De vrouw gaf geen antwoord. In plaats hiervan kreunde ze zachtjes en zakte toen voorover met haar hoofd op tafel.

'Och, die dame is flauwgevallen!' zei een dienster, die snel kwam toelopen.

Joe stond op om te helpen. Toen besefte hij dat het maar een truc was om hem kwijt te raken. Hij besloot direct dat hij van die truc zelf ook gebruik kon maken. Hij rende het restaurant uit. In de lobby zag hij Frank, die snel kwam aanlopen met een zwaargebouwde man, die op een sigaar liep te kauwen en wiens uiterlijk het beroep 'hoteldetective' gewoon uitstraalde.

'Onze vriendin doet net of ze is flauwgevallen,' zei Joe vlug. 'Misschien kunnen we beter doen alsof we daar inlopen. Als u ervoor zorgt dat ze in een taxi wordt geholpen, nemen wij de zorg wel verder over.'

De detective knikte. Hij liep het restaurant in. Intussen liepen Frank en Joe door de hoteldeur naar buiten en sprongen in hun wagen. Een paar minuten later bracht men de zogenaamde mevrouw Harrison naar buiten.
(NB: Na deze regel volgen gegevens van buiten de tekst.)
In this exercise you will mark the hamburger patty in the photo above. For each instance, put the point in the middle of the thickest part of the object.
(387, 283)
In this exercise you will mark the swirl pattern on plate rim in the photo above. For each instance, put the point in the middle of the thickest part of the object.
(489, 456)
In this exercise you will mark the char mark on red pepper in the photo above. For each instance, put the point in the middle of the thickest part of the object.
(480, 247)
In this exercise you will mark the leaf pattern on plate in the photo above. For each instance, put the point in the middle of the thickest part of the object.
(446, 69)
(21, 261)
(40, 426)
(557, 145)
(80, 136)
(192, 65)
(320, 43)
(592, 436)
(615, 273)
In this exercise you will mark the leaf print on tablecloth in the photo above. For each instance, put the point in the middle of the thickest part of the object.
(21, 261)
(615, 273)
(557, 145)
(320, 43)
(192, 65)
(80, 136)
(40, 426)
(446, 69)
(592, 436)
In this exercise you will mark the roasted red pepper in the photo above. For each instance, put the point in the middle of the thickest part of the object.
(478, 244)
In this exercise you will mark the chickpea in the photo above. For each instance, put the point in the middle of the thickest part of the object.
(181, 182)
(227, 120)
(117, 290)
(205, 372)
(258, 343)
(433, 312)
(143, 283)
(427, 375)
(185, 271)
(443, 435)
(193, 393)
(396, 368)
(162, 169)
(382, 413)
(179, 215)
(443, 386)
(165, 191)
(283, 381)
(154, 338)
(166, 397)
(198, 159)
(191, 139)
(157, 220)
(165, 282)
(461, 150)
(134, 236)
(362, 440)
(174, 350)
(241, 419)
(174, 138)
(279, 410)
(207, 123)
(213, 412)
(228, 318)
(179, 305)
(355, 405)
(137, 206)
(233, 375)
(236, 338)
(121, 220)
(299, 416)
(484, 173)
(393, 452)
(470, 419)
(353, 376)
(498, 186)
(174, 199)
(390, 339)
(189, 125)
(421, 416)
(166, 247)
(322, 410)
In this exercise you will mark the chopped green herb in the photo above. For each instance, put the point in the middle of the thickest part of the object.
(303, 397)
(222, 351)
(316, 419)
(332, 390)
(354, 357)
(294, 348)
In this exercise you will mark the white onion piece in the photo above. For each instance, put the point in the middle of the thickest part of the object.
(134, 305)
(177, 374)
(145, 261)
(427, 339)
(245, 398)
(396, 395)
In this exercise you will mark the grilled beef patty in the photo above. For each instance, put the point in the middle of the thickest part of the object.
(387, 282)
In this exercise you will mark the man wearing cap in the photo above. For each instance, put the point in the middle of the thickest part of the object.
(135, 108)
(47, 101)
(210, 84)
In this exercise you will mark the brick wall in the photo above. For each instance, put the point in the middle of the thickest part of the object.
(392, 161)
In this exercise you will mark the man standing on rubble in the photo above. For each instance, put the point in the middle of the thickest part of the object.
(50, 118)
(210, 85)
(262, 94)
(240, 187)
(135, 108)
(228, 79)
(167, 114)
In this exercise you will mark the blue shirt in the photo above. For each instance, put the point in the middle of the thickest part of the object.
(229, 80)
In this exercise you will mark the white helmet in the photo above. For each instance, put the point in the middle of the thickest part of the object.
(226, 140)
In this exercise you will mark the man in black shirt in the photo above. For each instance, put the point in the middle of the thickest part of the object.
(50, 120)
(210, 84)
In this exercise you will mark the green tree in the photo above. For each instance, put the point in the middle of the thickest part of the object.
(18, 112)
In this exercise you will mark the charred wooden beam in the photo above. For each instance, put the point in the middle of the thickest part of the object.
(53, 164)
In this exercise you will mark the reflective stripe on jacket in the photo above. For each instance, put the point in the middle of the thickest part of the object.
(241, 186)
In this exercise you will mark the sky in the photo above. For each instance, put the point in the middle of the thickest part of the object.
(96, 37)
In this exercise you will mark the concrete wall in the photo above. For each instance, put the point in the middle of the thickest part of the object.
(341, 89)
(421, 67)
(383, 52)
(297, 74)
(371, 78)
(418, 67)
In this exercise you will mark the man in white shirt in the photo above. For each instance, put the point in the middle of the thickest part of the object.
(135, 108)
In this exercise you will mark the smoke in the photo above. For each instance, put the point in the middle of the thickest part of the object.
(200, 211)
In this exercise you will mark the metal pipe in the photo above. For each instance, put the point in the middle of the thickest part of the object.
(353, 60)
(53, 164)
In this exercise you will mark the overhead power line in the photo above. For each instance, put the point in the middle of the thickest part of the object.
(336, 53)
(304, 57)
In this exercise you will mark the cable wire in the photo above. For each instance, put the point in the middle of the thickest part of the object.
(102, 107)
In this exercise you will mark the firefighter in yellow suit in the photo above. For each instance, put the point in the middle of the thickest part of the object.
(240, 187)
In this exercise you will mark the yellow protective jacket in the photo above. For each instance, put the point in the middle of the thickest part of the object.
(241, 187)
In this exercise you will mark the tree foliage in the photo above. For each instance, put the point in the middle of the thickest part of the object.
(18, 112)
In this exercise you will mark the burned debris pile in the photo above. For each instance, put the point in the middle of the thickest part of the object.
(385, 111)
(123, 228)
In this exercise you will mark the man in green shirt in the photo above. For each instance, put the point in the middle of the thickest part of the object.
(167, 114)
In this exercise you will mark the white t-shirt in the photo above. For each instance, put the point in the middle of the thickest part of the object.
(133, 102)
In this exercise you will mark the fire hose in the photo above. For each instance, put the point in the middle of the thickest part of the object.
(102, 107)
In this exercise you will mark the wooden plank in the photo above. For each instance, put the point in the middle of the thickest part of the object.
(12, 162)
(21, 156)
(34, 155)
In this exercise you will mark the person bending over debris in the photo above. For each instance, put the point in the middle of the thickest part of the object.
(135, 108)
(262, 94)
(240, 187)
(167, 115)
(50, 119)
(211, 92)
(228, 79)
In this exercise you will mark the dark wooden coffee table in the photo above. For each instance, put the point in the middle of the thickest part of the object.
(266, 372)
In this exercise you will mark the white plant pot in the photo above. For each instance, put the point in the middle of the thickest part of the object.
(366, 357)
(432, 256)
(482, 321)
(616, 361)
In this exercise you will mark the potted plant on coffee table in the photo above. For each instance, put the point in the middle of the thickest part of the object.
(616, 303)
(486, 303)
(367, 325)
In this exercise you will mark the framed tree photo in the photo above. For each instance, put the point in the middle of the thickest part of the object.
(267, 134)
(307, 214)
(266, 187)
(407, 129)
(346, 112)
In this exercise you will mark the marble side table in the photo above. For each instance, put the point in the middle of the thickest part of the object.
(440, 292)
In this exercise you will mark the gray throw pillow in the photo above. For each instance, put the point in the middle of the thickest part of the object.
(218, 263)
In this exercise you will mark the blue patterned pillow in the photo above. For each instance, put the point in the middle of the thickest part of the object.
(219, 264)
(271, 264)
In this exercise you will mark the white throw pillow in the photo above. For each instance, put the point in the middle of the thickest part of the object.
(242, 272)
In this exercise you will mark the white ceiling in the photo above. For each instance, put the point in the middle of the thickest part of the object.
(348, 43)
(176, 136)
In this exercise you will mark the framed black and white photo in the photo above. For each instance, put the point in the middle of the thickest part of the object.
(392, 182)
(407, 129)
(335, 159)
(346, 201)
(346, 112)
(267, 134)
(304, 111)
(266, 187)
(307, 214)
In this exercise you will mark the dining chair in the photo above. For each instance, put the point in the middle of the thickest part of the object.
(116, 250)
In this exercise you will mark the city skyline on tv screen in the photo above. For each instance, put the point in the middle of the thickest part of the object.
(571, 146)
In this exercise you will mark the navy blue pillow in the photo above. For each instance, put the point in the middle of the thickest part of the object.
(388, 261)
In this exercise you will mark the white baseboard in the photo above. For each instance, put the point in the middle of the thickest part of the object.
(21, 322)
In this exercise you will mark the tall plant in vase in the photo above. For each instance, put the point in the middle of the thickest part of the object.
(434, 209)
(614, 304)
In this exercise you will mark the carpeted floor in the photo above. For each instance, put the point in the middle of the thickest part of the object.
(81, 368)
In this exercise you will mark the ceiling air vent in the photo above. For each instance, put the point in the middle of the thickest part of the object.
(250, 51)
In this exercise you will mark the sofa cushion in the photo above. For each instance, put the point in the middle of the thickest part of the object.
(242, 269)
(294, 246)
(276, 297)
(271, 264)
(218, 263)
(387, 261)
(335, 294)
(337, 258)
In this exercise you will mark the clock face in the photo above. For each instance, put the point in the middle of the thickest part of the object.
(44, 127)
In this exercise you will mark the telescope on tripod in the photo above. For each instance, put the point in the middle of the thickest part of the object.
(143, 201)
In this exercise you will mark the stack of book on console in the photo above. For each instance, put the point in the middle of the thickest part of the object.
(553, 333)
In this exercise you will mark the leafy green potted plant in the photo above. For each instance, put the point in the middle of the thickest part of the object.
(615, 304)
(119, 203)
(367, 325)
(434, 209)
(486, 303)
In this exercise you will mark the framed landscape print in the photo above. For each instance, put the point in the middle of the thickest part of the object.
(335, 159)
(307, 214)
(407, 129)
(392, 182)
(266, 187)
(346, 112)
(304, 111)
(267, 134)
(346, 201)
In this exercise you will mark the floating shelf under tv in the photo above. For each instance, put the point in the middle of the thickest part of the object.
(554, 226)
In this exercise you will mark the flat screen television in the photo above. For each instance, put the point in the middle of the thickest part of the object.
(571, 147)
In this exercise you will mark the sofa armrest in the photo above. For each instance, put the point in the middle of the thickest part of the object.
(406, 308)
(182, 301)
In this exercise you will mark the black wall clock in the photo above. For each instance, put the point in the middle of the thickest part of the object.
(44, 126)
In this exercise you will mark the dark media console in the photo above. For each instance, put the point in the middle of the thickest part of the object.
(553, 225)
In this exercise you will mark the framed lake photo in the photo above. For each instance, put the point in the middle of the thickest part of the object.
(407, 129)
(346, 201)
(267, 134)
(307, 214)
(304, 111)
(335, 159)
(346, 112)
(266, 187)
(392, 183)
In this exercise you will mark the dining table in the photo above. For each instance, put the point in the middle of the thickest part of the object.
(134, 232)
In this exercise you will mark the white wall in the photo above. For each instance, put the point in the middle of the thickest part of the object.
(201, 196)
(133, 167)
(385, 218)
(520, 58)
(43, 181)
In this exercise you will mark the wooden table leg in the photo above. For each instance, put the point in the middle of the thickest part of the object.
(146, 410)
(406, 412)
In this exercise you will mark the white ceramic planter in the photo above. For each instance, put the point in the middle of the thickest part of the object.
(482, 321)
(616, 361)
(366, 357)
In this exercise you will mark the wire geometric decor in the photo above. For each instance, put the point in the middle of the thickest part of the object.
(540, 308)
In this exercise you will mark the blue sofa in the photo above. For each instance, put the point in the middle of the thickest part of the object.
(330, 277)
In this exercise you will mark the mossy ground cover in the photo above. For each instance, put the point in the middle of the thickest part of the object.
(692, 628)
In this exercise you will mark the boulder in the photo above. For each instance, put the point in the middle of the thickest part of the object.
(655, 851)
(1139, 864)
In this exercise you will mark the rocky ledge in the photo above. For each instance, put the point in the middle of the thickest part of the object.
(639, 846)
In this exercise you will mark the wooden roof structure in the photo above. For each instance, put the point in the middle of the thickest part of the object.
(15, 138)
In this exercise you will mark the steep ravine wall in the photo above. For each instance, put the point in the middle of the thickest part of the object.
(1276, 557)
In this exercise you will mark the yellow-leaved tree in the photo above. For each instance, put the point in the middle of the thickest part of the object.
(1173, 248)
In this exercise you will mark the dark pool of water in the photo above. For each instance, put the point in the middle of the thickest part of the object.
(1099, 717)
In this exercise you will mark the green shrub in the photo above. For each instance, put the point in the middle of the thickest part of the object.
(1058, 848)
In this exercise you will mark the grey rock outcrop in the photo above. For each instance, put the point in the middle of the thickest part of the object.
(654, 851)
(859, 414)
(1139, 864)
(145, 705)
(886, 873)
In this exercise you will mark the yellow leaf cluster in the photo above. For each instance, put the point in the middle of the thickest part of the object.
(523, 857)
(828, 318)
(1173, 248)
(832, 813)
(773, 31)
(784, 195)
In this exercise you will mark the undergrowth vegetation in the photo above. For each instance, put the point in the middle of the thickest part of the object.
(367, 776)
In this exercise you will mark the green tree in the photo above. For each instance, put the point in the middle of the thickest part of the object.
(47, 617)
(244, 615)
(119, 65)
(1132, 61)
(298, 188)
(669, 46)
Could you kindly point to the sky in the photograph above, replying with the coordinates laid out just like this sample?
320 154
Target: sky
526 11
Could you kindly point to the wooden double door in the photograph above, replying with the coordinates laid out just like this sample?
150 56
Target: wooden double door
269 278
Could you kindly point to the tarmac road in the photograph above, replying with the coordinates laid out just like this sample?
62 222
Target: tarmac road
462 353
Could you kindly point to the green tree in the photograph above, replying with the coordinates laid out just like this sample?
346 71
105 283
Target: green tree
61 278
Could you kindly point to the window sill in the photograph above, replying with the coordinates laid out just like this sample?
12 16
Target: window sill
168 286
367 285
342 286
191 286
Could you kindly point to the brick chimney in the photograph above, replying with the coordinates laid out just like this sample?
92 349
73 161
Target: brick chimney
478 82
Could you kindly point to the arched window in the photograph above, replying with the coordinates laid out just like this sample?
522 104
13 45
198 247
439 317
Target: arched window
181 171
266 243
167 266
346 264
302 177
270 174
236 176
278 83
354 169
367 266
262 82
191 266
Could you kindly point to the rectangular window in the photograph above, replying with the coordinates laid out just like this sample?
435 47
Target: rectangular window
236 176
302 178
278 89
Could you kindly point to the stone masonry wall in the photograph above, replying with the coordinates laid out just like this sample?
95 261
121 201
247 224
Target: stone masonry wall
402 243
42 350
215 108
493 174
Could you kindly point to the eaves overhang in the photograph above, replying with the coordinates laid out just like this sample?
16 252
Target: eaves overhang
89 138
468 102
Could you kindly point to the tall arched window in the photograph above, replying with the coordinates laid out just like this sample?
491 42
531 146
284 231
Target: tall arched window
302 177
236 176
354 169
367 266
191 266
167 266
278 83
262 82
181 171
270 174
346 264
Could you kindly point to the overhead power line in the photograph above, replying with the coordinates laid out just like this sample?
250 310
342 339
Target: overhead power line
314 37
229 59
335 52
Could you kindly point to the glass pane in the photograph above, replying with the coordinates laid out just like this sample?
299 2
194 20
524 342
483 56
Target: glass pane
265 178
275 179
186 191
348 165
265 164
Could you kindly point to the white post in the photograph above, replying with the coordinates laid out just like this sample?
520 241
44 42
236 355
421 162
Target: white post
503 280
'Ik voel me nu al veel beter,' hoorden ze haar zeggen. 'Als u voor een taxi wilt zorgen... wat kinderachtig van me... even een aanval van zwakte... ik ben zo weer in orde.'

'Best, mevrouw,' zei de detective, terwijl hij haar in de taxi hielp. 'Ik hoop dat u zich wat beter voelt als u thuiskomt.'

'Dank u wel.'

Hij deed het portier dicht en bleef nog even staan, in de hoop dat hij haar het adres, waar ze gebracht wilde worden, zou horen noemen. Maar 'mevrouw Harrison' zei niets. De detective deed het portier weer open en vroeg of ze zich werkelijk weer goed genoeg voelde.

'O, ja hoor.'

'Zal ik de chauffeur uw adres geven?' vroeg de detective hulpvaardig.

'Nee, dank u wel. Ik kan het wel alleen af. U behoeft niet te wachten.'

Er was nu geen excuus meer voor de man om nog langer te blijven staan. Toen hij echter zag dat Frank en Joe klaar waren om de achtervolging in te zetten, ging hij tevreden het hotel weer in.

De taxi reed weg. De Hardy's bleven er vlak achter rijden.